Room by Emma Donoghue
I never had this book on my list, but recently I was chatting with my friend Kelsey about the book's film adaptation and she mentioned she read it, then asked if I wanted to borrow it. So I did. The book tells the story of Jack, a five-year-old boy who lives in a single 10-by-10 room with his Ma. Jack has never been outside this room and doesn't know that he and his mother are being held captive by a man they refer to as 'Old Nick.'
The first half of the book focuses on their day-to-day life together in Room—how they survive, find joy in the small things, and lean on one another for support. The second half explores how Jack and his Ma react to being back in the outside world after they manage to escape.

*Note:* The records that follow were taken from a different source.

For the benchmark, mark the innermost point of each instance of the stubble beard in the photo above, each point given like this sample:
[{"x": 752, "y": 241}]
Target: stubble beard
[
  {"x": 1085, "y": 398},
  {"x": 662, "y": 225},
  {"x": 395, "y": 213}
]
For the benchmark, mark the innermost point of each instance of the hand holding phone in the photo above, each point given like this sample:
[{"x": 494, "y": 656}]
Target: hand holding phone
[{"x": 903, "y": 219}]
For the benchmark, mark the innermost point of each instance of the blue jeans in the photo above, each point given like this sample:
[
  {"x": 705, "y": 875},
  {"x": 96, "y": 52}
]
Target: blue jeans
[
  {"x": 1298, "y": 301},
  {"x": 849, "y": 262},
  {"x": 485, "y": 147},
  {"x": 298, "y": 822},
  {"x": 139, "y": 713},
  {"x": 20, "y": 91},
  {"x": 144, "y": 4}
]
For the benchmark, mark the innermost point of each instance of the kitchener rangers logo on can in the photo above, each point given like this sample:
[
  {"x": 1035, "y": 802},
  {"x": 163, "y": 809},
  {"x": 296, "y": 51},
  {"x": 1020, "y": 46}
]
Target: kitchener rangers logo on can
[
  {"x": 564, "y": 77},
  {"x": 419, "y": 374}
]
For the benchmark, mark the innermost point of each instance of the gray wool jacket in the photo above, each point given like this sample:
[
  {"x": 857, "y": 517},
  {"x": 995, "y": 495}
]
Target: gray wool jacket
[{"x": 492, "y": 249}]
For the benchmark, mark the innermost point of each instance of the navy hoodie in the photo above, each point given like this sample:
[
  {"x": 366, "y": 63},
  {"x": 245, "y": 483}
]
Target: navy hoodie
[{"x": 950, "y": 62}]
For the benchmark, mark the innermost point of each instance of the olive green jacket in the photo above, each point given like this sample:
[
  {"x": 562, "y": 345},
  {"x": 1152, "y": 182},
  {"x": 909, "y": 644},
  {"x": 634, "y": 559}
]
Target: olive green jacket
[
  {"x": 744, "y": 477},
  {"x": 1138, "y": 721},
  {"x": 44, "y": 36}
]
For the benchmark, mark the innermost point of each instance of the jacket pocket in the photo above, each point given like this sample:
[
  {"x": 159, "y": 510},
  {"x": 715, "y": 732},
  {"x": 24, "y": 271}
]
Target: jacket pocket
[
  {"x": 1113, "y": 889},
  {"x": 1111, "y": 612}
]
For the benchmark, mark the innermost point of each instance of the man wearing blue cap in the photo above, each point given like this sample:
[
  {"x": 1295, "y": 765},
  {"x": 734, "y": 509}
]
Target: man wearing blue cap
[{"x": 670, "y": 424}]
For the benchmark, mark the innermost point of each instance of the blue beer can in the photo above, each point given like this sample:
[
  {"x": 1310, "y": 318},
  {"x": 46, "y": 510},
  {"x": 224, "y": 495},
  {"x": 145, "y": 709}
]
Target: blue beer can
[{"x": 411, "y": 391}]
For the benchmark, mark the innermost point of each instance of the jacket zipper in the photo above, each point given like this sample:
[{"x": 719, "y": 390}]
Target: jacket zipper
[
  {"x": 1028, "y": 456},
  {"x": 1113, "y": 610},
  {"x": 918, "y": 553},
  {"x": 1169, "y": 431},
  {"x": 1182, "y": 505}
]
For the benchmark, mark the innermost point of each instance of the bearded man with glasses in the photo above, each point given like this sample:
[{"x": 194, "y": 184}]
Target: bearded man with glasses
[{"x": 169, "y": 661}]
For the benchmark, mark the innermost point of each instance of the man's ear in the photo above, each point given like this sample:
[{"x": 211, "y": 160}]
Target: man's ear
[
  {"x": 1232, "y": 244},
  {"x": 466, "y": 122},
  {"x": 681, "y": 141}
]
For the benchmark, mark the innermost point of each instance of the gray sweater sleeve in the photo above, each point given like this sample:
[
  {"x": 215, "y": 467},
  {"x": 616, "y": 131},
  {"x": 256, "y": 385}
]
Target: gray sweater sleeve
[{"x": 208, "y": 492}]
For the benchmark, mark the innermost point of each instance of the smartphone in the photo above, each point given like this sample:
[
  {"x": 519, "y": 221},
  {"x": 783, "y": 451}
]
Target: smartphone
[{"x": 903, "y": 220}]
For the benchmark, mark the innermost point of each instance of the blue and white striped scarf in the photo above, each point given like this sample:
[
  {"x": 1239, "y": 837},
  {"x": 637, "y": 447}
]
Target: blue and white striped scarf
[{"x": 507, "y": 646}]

It was a very interesting read. It goes without saying that the book is not very upbeat or uplifting, but it is poignant, gripping (for a solid 100 pages in the middle, I felt like I could barely breathe), and tender. And yet... it's one of those books where I can't quite articulate how I feel about it.
Overall, it's a beautiful story about perseverance and the human will to survive. But even more important than that, it's a story about the remarkable bond between a mother and her child—about the enduring, sacrificial, all-consuming love of a parent.
I think why I didn't feel particularly attached to the book, despite being completely intrigued by it, is because I couldn't relate to it. Jack narrates the entire story and his unique voice—though very mature and insightful for someone so young and sheltered—was hard for me to get used to. Maybe one day when I become a mother, the story will take on a different meaning for me.
I do feel even more compelled to see the film adaptation now, though I'm sure it would be a very emotional couple hours. I definitely recommend the book if you're looking for a different narrative format and can handle the lingering sadness that comes along with reading it. I don't, however, recommend that you finish the novel then immediately proceed to google every sensationalized kidnapping and captivity story the media has ever shared. Take it from me—that's a perilous rabbit hole to go down.
Have you read any of these books? What did you think? Do you have any book recommendations for me? Do tell!